How can Natasha and Daniel overcome the obstacles that stand in their path to love? Natasha had finally let her guard down and ultimately is rewarded with finding her Mr. Right in a crowded New York City — something she initially rejected as illogical. Now her desire to be with Daniel is being jeopardized because of her immigration status. For Daniel, potentially losing the “it” girl who captured his fancy, and following his passion for prose and poetry against the wishes of his loved ones is a dilemma that feels never-ending. Will the clutter of the sun, moon or the stars get in the way of the couple’s immense yearning for each other?

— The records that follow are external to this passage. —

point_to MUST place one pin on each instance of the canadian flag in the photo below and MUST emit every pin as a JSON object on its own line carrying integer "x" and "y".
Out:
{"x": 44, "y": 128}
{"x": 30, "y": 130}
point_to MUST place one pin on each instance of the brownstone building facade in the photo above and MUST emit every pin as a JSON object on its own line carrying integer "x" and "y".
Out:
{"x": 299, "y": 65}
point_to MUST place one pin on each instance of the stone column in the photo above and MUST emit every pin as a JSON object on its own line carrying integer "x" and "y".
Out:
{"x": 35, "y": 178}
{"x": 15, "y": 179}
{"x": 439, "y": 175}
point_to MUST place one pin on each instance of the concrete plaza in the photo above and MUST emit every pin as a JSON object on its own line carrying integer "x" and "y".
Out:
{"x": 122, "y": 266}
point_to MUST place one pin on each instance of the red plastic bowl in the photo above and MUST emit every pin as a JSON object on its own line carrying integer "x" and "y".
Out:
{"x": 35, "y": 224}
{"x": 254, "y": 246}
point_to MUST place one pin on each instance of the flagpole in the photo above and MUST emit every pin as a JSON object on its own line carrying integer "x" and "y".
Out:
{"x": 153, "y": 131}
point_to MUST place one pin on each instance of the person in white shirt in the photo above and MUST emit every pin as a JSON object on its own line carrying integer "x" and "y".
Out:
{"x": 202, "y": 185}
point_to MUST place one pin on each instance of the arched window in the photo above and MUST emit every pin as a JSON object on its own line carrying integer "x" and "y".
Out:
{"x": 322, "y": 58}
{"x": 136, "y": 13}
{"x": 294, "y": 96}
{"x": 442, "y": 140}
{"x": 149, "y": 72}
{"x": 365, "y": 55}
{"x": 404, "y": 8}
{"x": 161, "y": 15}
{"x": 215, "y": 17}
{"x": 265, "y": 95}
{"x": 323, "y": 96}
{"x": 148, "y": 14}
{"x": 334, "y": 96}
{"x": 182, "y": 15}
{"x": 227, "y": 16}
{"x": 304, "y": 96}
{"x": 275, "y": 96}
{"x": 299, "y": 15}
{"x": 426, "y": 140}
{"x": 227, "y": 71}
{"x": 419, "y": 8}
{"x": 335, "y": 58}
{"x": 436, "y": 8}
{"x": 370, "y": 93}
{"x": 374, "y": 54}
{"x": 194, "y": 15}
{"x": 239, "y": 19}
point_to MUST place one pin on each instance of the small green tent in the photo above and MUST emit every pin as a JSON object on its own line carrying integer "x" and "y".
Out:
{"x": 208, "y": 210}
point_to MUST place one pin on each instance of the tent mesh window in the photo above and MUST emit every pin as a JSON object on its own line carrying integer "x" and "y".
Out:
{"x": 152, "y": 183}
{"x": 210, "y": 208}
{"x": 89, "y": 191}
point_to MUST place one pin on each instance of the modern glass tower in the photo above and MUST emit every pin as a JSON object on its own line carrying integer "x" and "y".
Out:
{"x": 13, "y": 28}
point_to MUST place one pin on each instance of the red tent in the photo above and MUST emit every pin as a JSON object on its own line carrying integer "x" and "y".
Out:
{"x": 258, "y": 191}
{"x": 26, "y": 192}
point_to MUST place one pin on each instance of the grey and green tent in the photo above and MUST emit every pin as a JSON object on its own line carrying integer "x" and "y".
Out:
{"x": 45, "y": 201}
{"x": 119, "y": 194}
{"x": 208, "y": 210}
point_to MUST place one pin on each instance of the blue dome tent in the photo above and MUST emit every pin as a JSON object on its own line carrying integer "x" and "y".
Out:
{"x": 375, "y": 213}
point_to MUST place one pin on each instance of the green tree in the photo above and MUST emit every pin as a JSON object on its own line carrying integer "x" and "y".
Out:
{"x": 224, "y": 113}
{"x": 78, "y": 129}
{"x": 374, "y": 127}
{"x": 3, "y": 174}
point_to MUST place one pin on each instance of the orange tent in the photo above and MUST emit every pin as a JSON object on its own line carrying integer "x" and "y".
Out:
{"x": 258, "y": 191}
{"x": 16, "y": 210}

I think you know the answer to that.
Nonetheless, The Sun Is Also a Star is, surprisingly, one of the better YA romantic films to not necessarily be a cookie-cutter copycat unlike some of its indigestible contemporaries. This is not, however, what one would call a ringing endorsement. The diversity of its leads and supporting players are a plus for the most part and its sweetness factor registers more often than not. Both Shahidi and Melton bring some noted conviction to the love-related leanings of their characters as they spend the day hanging out and about in the Big Apple. Still, the tripe trappings do handcuff the majority of the mawkish material and the reflective angst injected into this rote romancer is synthetically realized.
Ultimately, the astrological stars may align for the conflicted young lovers, but The Sun Is Also a Star never really manages to leave the stratosphere.